The most important earth movement, as far as our daily life is concerned, is its rotation, because this is what gives us the apparent movement of the sun across the sky from horizon to horizon. The earth is rotating at approximately 1000 miles an hour. This means that during the period in which the sun seems to move 15 degrees of arc in the sky, the point on which you are standing or sitting (or even lying down) on has moved 1000 miles from where it was.

Next, we have to consider the earth's movement in its orbit around the sun. Looking at the sun relative to its background of stars, it appears to move about 1 degree per day, using a 360 degree circle for the earth's orbit. It actually takes about 365.25 days for the earth to move around this circle. The circumference of this orbit is about 608 million miles (940 km) and the earth has to move at a speed of about 69,000 miles per hour in order to make it on time.

Wait! It gets even more complicated.

While rotation and orbiting are going on, the sun and all its planets are moving toward the constellation Hercules at 42,000 miles per hour. At the same time the whole system is moving upwards at about 15,000 miles per hour. And also at the same time as a system we are are orbiting the Milky Way galaxy at a speed of about 446,000 miles per hour.

Putting all these movements together, each of us as individuals on this earth are moving at about 575,000 miles per hour within our galaxy. Not only does this make space navigation extremely difficult, it plays havoc with the whole idea of time travel.

Here is the gist of it. We are over half a million miles from where we were an hour ago. The place where we were is empty space (or filled with an asteroid or a nebula or a black hole or dark matter or whatever). To move "back in time" would necessarily mean to go backward in space to where we were previously. If we were to go backward for only one minute it would put us about 9,600 miles from where we are at this moment, and the result would most likely mean instant annihilation.

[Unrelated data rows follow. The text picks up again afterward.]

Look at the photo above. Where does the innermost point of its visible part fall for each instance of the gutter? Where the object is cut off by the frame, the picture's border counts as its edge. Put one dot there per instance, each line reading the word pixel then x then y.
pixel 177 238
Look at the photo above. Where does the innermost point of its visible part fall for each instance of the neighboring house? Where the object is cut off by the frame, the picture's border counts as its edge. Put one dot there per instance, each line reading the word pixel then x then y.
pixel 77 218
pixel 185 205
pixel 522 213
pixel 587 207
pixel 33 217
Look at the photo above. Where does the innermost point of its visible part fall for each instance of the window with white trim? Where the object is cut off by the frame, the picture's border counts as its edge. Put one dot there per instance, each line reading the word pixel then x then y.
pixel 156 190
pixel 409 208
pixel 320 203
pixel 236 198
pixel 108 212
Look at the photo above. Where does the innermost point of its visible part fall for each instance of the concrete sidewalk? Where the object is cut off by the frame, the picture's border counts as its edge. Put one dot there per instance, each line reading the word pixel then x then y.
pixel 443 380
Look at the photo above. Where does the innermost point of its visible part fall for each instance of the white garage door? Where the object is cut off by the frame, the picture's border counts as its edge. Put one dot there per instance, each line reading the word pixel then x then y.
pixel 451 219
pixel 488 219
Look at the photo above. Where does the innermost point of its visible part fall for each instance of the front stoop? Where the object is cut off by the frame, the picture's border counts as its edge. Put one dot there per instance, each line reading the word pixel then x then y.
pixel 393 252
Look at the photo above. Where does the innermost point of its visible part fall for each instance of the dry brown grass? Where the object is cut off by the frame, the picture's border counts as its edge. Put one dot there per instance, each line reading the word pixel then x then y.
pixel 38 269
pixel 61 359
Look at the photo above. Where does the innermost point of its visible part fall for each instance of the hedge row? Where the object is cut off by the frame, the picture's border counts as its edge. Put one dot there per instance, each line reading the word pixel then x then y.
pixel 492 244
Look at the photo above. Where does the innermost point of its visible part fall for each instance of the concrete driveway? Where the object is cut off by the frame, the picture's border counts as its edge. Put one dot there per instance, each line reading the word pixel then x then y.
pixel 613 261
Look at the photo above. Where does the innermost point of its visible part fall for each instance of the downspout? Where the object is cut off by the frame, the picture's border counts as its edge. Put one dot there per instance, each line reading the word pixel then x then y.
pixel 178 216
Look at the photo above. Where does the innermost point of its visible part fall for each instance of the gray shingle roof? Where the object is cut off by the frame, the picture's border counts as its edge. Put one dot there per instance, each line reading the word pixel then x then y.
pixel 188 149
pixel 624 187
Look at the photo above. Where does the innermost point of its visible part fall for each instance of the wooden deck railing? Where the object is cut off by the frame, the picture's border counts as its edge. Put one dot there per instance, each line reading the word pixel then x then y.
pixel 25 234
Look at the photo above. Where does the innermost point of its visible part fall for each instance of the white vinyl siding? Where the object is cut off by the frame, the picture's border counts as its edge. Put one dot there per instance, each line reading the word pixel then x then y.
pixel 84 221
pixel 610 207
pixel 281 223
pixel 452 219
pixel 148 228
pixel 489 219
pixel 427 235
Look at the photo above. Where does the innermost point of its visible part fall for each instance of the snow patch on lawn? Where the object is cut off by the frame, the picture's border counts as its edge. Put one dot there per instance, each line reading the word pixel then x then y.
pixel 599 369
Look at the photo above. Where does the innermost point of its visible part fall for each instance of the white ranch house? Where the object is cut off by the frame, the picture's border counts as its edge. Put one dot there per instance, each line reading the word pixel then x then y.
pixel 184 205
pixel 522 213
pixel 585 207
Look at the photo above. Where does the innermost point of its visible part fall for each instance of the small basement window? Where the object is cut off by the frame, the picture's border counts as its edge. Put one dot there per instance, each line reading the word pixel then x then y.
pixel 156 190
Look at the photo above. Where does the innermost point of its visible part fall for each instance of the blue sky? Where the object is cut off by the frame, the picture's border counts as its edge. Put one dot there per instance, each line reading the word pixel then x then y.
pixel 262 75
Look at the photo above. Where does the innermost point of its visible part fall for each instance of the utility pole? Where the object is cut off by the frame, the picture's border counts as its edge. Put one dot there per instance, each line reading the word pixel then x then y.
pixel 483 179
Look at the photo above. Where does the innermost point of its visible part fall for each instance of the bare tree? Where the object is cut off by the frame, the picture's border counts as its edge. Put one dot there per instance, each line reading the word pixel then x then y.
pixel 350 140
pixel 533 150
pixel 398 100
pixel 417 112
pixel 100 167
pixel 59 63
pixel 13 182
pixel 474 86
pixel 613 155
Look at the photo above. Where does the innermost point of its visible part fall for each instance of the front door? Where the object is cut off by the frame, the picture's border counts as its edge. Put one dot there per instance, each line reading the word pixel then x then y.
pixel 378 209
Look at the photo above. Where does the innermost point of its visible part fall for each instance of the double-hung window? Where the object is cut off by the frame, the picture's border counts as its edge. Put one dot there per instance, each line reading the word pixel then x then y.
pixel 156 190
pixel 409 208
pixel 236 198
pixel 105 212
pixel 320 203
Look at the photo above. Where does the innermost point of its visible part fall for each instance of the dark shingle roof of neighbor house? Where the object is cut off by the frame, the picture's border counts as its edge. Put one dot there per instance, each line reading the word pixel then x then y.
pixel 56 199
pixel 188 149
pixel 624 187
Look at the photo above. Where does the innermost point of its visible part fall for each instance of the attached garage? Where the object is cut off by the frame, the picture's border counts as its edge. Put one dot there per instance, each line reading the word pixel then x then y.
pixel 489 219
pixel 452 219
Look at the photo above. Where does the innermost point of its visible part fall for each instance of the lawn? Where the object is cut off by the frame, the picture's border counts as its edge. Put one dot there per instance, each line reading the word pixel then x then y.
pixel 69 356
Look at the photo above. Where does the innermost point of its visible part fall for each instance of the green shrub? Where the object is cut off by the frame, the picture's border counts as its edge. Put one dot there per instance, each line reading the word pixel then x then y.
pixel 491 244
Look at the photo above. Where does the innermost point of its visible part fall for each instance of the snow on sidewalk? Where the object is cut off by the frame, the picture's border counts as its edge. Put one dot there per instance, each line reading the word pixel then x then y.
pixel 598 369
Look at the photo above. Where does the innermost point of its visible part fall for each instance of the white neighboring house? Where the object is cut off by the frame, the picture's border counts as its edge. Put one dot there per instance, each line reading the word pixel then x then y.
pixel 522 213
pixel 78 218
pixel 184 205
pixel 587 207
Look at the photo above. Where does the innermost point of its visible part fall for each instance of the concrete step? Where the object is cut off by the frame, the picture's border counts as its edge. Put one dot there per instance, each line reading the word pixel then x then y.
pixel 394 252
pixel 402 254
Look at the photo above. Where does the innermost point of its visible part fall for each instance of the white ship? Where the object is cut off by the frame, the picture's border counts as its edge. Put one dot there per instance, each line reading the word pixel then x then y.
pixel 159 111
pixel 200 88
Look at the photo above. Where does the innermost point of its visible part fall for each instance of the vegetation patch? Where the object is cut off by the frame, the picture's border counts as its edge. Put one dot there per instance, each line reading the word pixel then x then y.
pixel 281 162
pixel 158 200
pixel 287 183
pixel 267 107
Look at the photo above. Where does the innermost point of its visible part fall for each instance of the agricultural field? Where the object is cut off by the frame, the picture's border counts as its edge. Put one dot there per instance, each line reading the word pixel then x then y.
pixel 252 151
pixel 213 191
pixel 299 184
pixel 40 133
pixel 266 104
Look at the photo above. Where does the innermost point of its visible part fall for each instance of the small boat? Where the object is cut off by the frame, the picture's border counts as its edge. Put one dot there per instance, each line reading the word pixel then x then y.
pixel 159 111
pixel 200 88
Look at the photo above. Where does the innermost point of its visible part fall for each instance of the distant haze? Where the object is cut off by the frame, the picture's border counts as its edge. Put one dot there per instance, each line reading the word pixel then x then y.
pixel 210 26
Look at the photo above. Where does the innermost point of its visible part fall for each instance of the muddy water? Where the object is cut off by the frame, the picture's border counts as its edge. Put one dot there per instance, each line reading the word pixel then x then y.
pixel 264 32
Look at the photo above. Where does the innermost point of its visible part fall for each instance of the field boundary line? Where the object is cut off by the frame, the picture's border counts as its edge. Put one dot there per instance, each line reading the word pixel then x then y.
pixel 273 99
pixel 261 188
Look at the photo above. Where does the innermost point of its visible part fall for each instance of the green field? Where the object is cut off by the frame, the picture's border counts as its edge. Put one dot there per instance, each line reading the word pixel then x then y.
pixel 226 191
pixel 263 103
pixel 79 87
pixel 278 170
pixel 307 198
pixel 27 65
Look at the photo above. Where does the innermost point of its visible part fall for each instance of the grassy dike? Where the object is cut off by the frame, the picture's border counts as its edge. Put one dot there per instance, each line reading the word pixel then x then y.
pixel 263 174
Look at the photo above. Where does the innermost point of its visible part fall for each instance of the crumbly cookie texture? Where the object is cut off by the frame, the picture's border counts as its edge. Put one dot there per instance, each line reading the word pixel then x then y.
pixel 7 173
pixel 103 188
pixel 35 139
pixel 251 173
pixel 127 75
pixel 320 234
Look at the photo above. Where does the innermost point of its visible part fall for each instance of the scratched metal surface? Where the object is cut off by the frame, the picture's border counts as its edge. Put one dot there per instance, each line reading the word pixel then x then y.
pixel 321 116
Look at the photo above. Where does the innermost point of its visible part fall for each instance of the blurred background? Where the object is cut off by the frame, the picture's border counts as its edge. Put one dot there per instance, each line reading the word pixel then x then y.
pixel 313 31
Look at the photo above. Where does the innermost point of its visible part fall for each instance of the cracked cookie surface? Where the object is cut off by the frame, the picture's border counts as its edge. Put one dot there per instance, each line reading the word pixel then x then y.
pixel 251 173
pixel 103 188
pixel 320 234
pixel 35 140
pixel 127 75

So "time travel" is not only impractical, the whole idea is merely a trick of language. Among people whose language does not include a past or future tense you will never find stories of time travel.

On the other hand, all of the above is only valid from within the worldview that we call "objective," or "scientific." From a subjective (psychic), symbolic (shamanic), or holistic (mystical) worldview everything might be different.